The (Too) Many-Worlds Hypothesis

Lately, we’re dividing our time between three fictional worlds (four if you count consensus reality). We’re brainstorming about the Ghost Novels, editing one of the Science Novels, and getting critique feedback about one of the Music Novels.

Back when we started this writing partnership, one of our policies was to avoid splitting our focus like this. We would dwell in one fictional universe at a time. Of course, that was a lot easier to stick to when we only had the one. Our concern, theoretical as it might have been, was that we’d waste too much mental energy switching between worlds. But you know what? It’s not been that hard, really.

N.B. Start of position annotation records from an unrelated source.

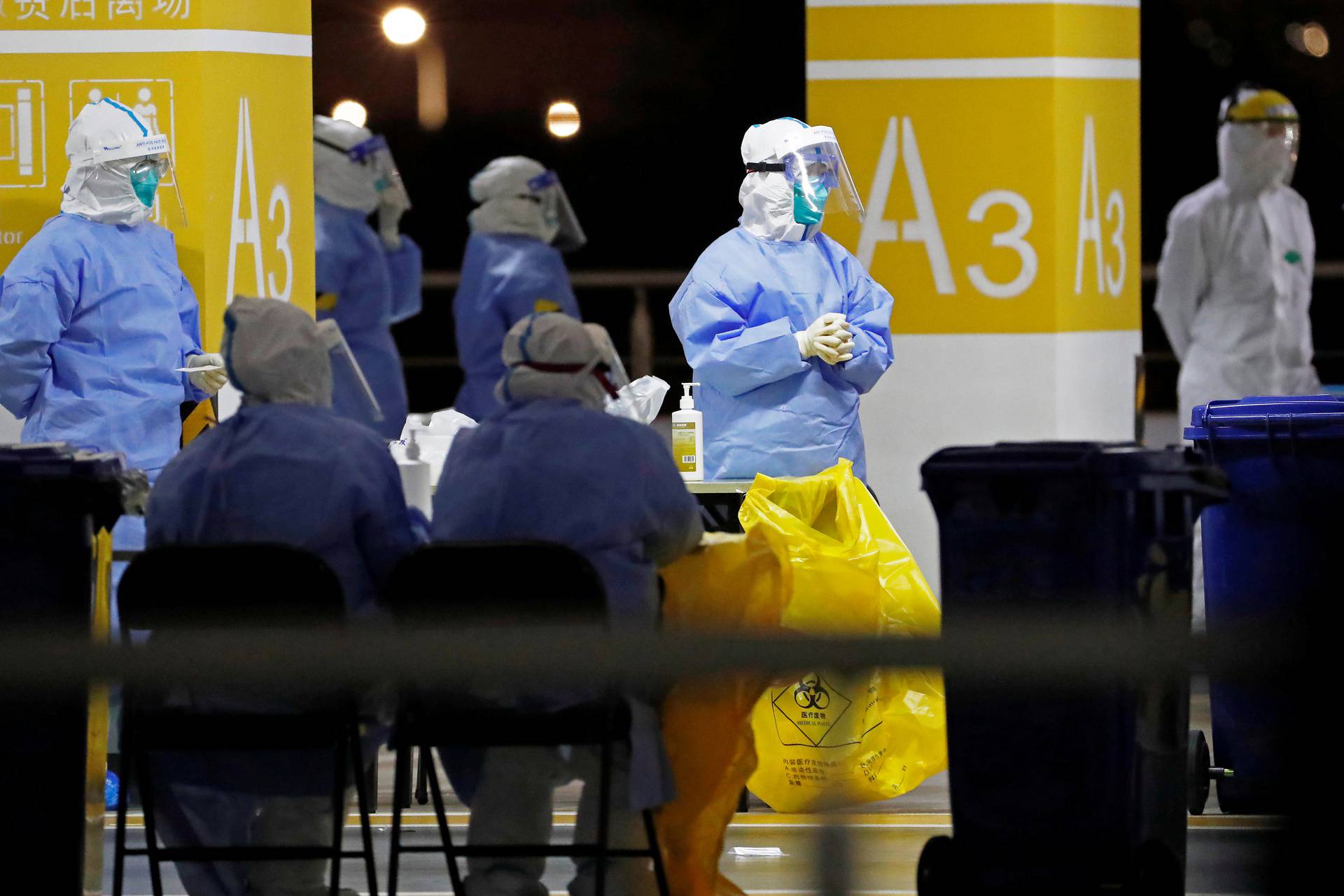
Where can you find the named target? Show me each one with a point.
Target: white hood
(101, 191)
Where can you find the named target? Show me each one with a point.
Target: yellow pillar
(996, 149)
(227, 81)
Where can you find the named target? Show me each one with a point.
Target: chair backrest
(495, 583)
(252, 586)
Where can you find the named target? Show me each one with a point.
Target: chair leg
(604, 816)
(426, 760)
(449, 853)
(362, 801)
(656, 848)
(118, 850)
(147, 805)
(339, 808)
(401, 790)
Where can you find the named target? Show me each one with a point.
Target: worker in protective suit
(97, 318)
(783, 326)
(1234, 284)
(553, 466)
(286, 469)
(512, 267)
(366, 281)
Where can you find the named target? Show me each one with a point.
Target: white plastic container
(417, 484)
(689, 438)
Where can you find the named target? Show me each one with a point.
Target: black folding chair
(539, 583)
(257, 587)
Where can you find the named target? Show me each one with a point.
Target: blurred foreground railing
(1060, 653)
(638, 282)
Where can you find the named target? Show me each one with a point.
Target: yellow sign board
(999, 166)
(227, 81)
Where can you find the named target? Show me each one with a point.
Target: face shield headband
(156, 164)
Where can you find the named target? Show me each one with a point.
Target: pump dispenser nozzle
(687, 400)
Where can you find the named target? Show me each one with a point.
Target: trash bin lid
(1261, 416)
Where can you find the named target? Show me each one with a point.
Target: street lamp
(562, 118)
(403, 26)
(353, 112)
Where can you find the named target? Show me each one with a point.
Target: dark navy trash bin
(1075, 789)
(1268, 554)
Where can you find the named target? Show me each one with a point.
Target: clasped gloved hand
(828, 337)
(207, 381)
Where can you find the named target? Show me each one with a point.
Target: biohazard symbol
(806, 713)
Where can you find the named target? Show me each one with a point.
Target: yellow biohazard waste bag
(831, 741)
(734, 583)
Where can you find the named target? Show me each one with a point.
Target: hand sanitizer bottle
(689, 438)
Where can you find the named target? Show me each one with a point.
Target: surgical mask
(809, 210)
(144, 179)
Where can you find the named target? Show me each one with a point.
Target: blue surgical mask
(809, 210)
(146, 183)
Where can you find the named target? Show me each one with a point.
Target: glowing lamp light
(1316, 39)
(353, 112)
(403, 26)
(562, 118)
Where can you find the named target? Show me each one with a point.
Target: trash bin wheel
(939, 874)
(1154, 871)
(1198, 762)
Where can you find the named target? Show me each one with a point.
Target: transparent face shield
(546, 188)
(152, 164)
(818, 172)
(347, 377)
(377, 159)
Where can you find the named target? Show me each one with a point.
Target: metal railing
(640, 281)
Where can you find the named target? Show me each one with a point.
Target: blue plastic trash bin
(1266, 562)
(1069, 789)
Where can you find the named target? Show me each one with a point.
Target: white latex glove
(207, 381)
(828, 337)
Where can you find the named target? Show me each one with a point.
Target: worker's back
(290, 475)
(555, 470)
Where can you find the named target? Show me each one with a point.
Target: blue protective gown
(505, 277)
(605, 486)
(290, 475)
(94, 321)
(766, 410)
(368, 289)
(286, 475)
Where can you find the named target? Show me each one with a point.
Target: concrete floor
(1227, 853)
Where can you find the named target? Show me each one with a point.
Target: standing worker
(512, 267)
(552, 465)
(366, 281)
(783, 326)
(269, 475)
(97, 317)
(1234, 284)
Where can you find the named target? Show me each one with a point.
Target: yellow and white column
(995, 144)
(227, 81)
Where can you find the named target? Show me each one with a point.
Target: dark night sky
(655, 81)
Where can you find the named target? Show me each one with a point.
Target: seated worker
(284, 469)
(553, 466)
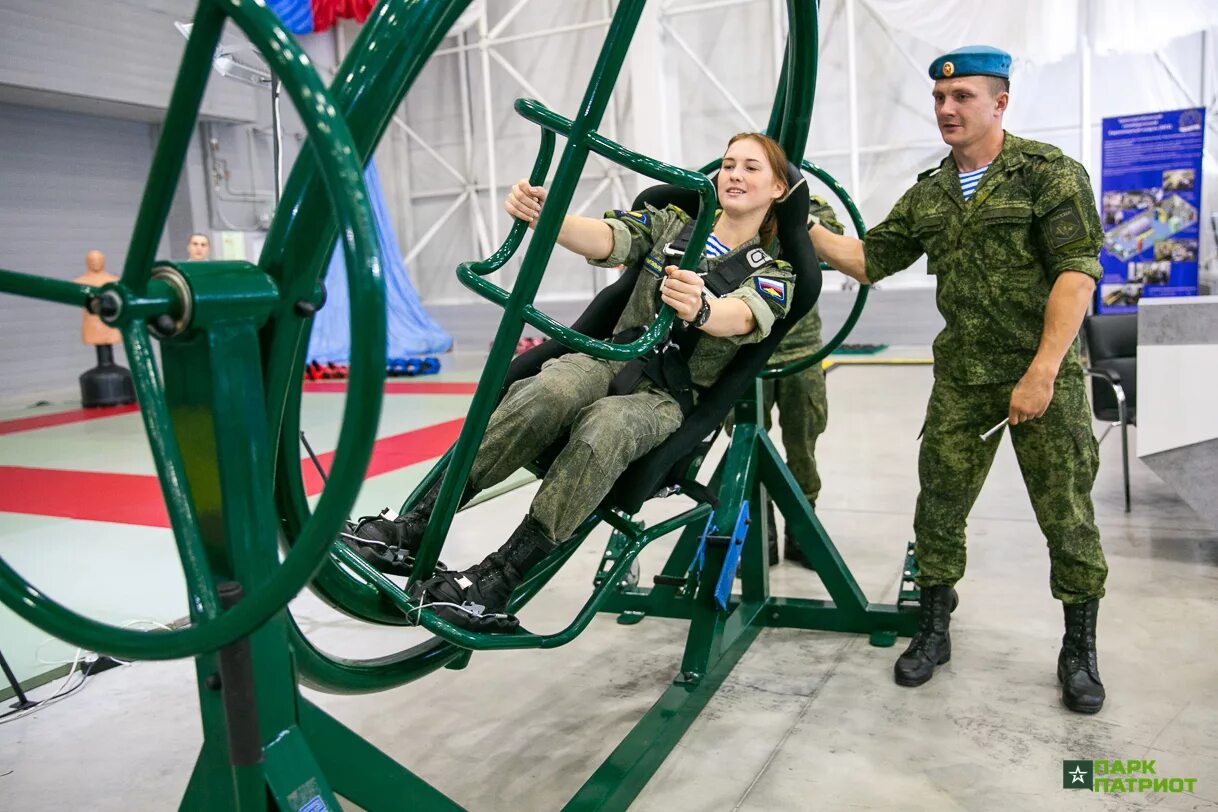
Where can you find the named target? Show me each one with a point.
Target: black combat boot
(772, 541)
(932, 644)
(1077, 670)
(478, 598)
(390, 543)
(793, 552)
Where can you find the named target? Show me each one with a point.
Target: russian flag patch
(774, 289)
(642, 218)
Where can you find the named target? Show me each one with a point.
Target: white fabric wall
(1141, 62)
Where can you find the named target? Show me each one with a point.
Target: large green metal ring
(860, 298)
(341, 172)
(359, 597)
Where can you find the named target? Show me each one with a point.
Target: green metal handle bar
(860, 298)
(323, 671)
(471, 274)
(484, 642)
(331, 144)
(49, 290)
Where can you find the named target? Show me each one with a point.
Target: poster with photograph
(1150, 205)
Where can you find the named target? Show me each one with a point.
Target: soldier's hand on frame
(524, 201)
(1031, 397)
(682, 292)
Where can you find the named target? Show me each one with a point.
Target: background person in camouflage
(802, 401)
(571, 393)
(1012, 235)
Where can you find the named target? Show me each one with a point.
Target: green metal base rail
(223, 420)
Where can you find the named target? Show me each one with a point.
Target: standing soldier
(199, 247)
(803, 406)
(1010, 229)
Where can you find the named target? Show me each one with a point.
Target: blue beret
(971, 61)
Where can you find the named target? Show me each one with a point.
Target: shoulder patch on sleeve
(1063, 225)
(772, 289)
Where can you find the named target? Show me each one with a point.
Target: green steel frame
(224, 419)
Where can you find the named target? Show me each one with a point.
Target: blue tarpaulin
(412, 331)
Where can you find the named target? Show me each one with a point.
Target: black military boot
(389, 542)
(1077, 670)
(772, 539)
(476, 599)
(932, 644)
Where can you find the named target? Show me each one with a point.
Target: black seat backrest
(668, 463)
(1112, 347)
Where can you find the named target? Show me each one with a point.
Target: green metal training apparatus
(223, 420)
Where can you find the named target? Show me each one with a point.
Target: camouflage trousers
(607, 434)
(803, 415)
(1059, 459)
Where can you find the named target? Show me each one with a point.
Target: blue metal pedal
(735, 546)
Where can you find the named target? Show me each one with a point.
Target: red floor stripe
(324, 387)
(398, 387)
(62, 418)
(135, 498)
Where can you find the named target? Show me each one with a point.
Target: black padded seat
(668, 464)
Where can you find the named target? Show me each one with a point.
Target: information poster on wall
(1150, 207)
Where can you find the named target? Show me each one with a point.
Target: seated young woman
(613, 412)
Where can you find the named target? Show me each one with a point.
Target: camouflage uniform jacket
(640, 236)
(995, 256)
(805, 336)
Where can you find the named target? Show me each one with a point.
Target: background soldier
(1010, 229)
(803, 403)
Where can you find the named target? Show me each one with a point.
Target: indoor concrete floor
(806, 721)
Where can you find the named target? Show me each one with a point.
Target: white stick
(995, 429)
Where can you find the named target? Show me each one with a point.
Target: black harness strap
(668, 365)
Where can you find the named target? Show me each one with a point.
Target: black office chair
(1112, 365)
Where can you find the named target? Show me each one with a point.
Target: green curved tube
(331, 144)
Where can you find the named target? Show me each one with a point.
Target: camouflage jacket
(995, 256)
(805, 335)
(641, 238)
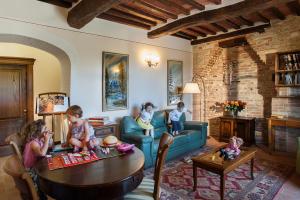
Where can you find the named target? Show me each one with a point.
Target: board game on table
(65, 159)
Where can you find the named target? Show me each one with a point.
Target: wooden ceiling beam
(259, 29)
(86, 10)
(190, 32)
(181, 36)
(196, 30)
(232, 24)
(217, 2)
(187, 36)
(245, 21)
(173, 5)
(219, 27)
(124, 21)
(207, 30)
(262, 18)
(141, 13)
(294, 7)
(195, 4)
(242, 8)
(145, 4)
(167, 6)
(119, 13)
(277, 13)
(60, 3)
(242, 41)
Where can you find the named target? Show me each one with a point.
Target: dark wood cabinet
(105, 130)
(243, 127)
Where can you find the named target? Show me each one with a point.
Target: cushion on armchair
(129, 125)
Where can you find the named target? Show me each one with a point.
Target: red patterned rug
(177, 182)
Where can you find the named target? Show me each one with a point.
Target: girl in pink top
(37, 138)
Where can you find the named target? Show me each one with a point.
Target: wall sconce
(152, 60)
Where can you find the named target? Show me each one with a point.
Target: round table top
(98, 173)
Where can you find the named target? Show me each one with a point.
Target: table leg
(251, 166)
(222, 186)
(195, 177)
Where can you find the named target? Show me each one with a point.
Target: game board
(71, 159)
(63, 160)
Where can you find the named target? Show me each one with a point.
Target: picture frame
(174, 81)
(115, 73)
(52, 103)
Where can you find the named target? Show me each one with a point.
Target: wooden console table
(285, 122)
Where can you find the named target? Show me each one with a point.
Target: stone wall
(246, 73)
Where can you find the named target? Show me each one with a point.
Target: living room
(235, 65)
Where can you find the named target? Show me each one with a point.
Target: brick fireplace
(247, 73)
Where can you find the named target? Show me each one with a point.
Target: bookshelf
(287, 69)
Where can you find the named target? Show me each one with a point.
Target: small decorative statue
(233, 148)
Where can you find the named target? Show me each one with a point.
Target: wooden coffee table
(212, 162)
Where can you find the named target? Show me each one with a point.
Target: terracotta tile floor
(289, 191)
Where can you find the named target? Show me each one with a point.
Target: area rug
(177, 181)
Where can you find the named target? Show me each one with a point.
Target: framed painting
(175, 81)
(51, 103)
(114, 81)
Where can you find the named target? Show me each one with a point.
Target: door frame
(28, 63)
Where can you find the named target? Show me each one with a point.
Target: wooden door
(16, 94)
(13, 99)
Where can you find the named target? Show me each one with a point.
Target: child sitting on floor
(80, 134)
(174, 117)
(145, 118)
(37, 138)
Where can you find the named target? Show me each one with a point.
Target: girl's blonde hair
(74, 110)
(33, 130)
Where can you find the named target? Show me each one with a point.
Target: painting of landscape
(115, 81)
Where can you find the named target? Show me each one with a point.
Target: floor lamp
(193, 88)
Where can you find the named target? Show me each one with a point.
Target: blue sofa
(192, 137)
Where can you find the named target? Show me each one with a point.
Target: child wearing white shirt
(145, 118)
(175, 115)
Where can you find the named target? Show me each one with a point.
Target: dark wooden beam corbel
(86, 10)
(212, 16)
(259, 29)
(278, 13)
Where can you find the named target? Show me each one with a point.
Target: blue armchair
(192, 137)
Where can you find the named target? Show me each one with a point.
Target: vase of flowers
(234, 107)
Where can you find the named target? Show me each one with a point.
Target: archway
(11, 41)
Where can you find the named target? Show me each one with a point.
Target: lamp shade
(191, 88)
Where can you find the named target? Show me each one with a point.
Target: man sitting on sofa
(191, 137)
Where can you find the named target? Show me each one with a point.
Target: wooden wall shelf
(287, 69)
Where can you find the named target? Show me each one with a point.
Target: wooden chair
(150, 189)
(22, 179)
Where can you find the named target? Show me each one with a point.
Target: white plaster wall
(47, 23)
(46, 69)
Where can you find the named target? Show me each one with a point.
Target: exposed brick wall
(245, 73)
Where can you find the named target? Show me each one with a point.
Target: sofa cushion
(159, 131)
(129, 125)
(159, 119)
(179, 140)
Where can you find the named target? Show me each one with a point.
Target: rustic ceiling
(186, 19)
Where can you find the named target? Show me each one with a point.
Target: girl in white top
(175, 115)
(145, 118)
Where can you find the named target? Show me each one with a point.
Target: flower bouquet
(234, 106)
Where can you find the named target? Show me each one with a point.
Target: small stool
(298, 158)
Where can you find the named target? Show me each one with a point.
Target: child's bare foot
(76, 149)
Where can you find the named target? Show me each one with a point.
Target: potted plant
(234, 107)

A couple of years ago, we felt we had to bend our rules in order to accomplish our goals. It made us nervous, and there was a little bit of a learning curve. But like playing an instrument, or speaking a language, or anything else, it’s a trainable skill. We can do, now, exactly what we assumed wouldn’t work: hold three story worlds in our heads at the same time, and keep them straight.

As we flit about our various universes, we stay together. The critique notes about the Music Novel, we look at together and discuss. When it’s time to do Science Novel edits, we both knuckle down for that. Brainstorming about ghosties is a team sport. We find we can do just about anything as long as we’re doing it together. Probably the only time we’ve sent Kent off to one universe while Jen visited another is when there was cover artwork involved. (And, that worked just fine too. But we prefer to stay in sync.)

A writing partner is someone who’ll straddle three icebergs with you and help you not fall in.